Fifty Shades of a Rainbow

Gun Violence vs. Terrorism: The Forest Among the Trees

50 confirmed dead. 53 injured. Many critically. Our Sunday world splashed with yet another mindless, blood curling act of depravity, this one a full fifty shades of the rainbow. Victims consisting the marginalised L.G.B.T. community, struggling for acceptance in over half the world, including my own, and divisive by virtue of their existence almost everywhere.

Instantly declared as an act of domestic terrorism, leading to a more comprehensive investigation, the mass shootings on 12th June 2016 at Orlando, Florida are another grim reminder of why humans and weapons don’t gel. Simply put, most of us don’t have the maturity to handle what comes with power.

While the senator of Florida, Mario Rubio was quick to focus on the Islamic credentials of the perpetrator, Omar Mateen, his native Florida upbringing was barely mentioned in passing. Why was America fixated on the terrorist angle alone as against the violent act this American so brazenly carried out by possessing firearms?!

Year after year, with tragic accuracy, the United States of America has played host to acts of violence of the worst kind. Worst because the victims are often the most powerless (children, teenagers & handicapped) and least connected to their perpetrators (mostly bystanders). The Columbine High School Massacre, Red Lake Senior High School, Virginia Tech Shooting, Sandy Hook Elementary School Shooting, Binghampton Shootings, Fort Hood Massacre, Aurora Theatre Shooting, Charleston Church shootings, San Bernardino shootings… the list is unabated.

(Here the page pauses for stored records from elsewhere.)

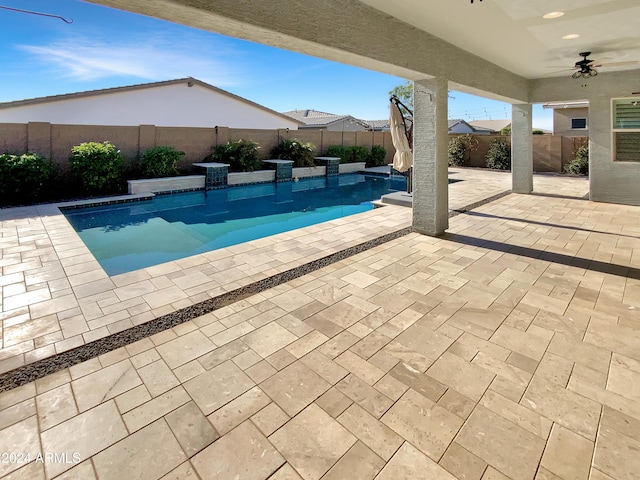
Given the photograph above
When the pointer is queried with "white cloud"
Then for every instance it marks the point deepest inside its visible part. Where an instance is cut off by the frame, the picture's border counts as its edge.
(152, 58)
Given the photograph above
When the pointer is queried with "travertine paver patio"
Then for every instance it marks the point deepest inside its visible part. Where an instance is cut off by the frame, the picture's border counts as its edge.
(506, 349)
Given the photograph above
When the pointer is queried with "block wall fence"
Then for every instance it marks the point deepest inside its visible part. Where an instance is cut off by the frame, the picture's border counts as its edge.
(55, 141)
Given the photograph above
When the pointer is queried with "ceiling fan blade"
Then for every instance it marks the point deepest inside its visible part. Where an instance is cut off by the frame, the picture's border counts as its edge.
(616, 64)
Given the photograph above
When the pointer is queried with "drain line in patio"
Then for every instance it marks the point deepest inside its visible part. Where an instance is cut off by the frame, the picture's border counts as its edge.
(41, 368)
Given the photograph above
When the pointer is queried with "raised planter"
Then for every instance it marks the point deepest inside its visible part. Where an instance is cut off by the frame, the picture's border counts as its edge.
(166, 184)
(258, 176)
(354, 167)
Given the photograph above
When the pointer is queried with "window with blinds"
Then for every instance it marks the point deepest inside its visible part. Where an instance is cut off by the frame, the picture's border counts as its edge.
(626, 129)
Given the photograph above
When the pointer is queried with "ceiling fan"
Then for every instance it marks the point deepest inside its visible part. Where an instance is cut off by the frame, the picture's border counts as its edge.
(586, 68)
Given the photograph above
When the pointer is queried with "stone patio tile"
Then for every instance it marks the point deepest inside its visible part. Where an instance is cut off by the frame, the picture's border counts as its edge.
(55, 406)
(31, 471)
(84, 435)
(148, 453)
(18, 412)
(518, 414)
(154, 409)
(185, 348)
(464, 377)
(526, 343)
(368, 429)
(218, 386)
(409, 463)
(616, 455)
(184, 471)
(421, 383)
(243, 453)
(462, 463)
(426, 425)
(157, 377)
(22, 440)
(359, 462)
(104, 384)
(270, 419)
(502, 444)
(294, 387)
(323, 366)
(191, 428)
(238, 410)
(269, 339)
(624, 377)
(567, 455)
(312, 442)
(364, 395)
(338, 344)
(565, 407)
(361, 368)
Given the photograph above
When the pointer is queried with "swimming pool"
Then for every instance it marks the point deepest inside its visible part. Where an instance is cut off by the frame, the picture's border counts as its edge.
(129, 236)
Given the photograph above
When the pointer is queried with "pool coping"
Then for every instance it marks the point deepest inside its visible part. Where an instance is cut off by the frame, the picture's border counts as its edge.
(33, 371)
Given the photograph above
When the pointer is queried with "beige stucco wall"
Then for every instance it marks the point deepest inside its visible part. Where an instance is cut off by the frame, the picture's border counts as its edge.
(562, 121)
(176, 105)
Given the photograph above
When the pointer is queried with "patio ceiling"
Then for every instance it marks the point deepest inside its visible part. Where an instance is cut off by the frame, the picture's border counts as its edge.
(514, 35)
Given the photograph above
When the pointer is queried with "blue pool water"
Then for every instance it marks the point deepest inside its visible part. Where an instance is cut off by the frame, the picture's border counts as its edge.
(127, 237)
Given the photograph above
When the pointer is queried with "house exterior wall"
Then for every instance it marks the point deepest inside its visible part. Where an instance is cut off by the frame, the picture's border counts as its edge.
(55, 141)
(562, 121)
(176, 105)
(460, 128)
(610, 181)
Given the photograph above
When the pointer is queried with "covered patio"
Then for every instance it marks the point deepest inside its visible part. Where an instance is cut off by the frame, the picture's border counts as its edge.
(490, 332)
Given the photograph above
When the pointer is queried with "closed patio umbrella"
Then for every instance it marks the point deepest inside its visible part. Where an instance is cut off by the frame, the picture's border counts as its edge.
(403, 158)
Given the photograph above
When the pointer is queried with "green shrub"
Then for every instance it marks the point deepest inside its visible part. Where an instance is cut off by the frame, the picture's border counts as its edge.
(377, 156)
(499, 155)
(300, 153)
(241, 155)
(23, 178)
(457, 152)
(460, 148)
(98, 166)
(580, 164)
(160, 162)
(350, 154)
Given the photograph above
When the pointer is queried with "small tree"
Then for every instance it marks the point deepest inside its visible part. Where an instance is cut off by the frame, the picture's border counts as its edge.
(580, 164)
(23, 177)
(98, 166)
(300, 153)
(499, 155)
(241, 155)
(160, 162)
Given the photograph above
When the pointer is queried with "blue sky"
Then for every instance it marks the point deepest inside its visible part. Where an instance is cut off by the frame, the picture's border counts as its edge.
(105, 48)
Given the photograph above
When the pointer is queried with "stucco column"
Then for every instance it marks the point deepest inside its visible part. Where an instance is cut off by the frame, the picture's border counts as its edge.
(430, 162)
(521, 148)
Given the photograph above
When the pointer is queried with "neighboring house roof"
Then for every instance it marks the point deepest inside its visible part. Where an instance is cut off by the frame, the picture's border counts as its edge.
(105, 91)
(552, 105)
(315, 119)
(378, 124)
(492, 125)
(475, 129)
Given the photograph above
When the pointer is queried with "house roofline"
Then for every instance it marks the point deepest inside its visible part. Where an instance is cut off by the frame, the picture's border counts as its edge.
(140, 86)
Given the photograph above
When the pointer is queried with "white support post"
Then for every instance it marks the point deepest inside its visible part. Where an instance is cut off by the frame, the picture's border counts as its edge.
(521, 148)
(430, 161)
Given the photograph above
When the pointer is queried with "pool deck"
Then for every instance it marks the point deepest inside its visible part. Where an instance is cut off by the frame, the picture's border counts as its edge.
(508, 348)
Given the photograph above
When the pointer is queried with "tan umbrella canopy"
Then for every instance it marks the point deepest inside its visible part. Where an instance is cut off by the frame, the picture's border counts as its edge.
(403, 158)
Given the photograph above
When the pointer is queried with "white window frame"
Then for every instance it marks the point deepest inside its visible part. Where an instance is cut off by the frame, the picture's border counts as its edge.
(615, 130)
(586, 123)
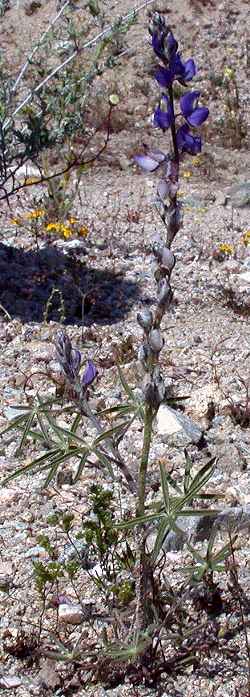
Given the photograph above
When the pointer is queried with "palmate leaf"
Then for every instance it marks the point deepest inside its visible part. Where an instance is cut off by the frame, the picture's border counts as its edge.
(26, 469)
(165, 489)
(139, 520)
(128, 653)
(82, 462)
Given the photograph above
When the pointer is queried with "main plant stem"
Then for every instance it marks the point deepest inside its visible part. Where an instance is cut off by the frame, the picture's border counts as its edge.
(148, 421)
(143, 579)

America suffers from a deep-rooted culture of gun and arms related violence that needs deep investigation and anthropological introspection in order to find a solution. A simple search on Wikipedia[1] lists as many as over 430 incidents related to school shootings alone. 38 of these incidents occurred before 1900, 51 before WWII, 108 between between 1940–1990, 61 between 1990–2000, and a whopping 176 in the digital age, from 2000 till until now. Add to this list acts of violence at malls, theatres, community centres, streets & nightclubs and one is staring at over 500 such reported incidents! A handful of these are acts of terrorism. Each and every act, without exception, is an act of violence borne from possessing a gun

As the US transitioned from the recessionary and war strewn 30’s-60’s, into the flower power 70s and beyond, there was a visible shift in victims of gun violence; from families and felony related shootings to mass shootings of just about anyone! Simply put, there was almost no logic to why someone killed someone. They just did and as a victim, you just happened to be at the wrong place at the wrong time.

As gun related violence has gone up, so has the debate for and against guns. The Democrats, particularly President Obama have time and again called for more stringent gun control as a measure to stem violence. The Republicans and proponents of guns call for greater and easier access to guns as a deterrent. This doesn’t make sense. The USA already has the highest ratio of guns to citizens at 90 per 100[2]! Almost a third of all firearms owned by people across the world are in the US alone. The solution here isn’t providing more guns; rather it is solving the problem of having too many guns.

At times, a case is made for the mental condition of those responsible for mass shootings. This is largely true. Of 67 shooters in the last 30+ years, 65 had mental issues[3]. Worryingly 55 obtained firearms legally. This points to a systemic vacuum in controlling who has access to guns and who does not. Owning a gun cannot be a right; it must be a privilege. Just as respecting an individual cannot be a privilege; it must be our duty.

The next few days will reveal how deep an act of terrorism the Orlando mass shootings were. But we already know that its’ the most vicious act in America’s (statistically) well distributed history of gun violence. Until one doesn’t see the forest among the trees, a solution to this cultural malaise will be hard to come by.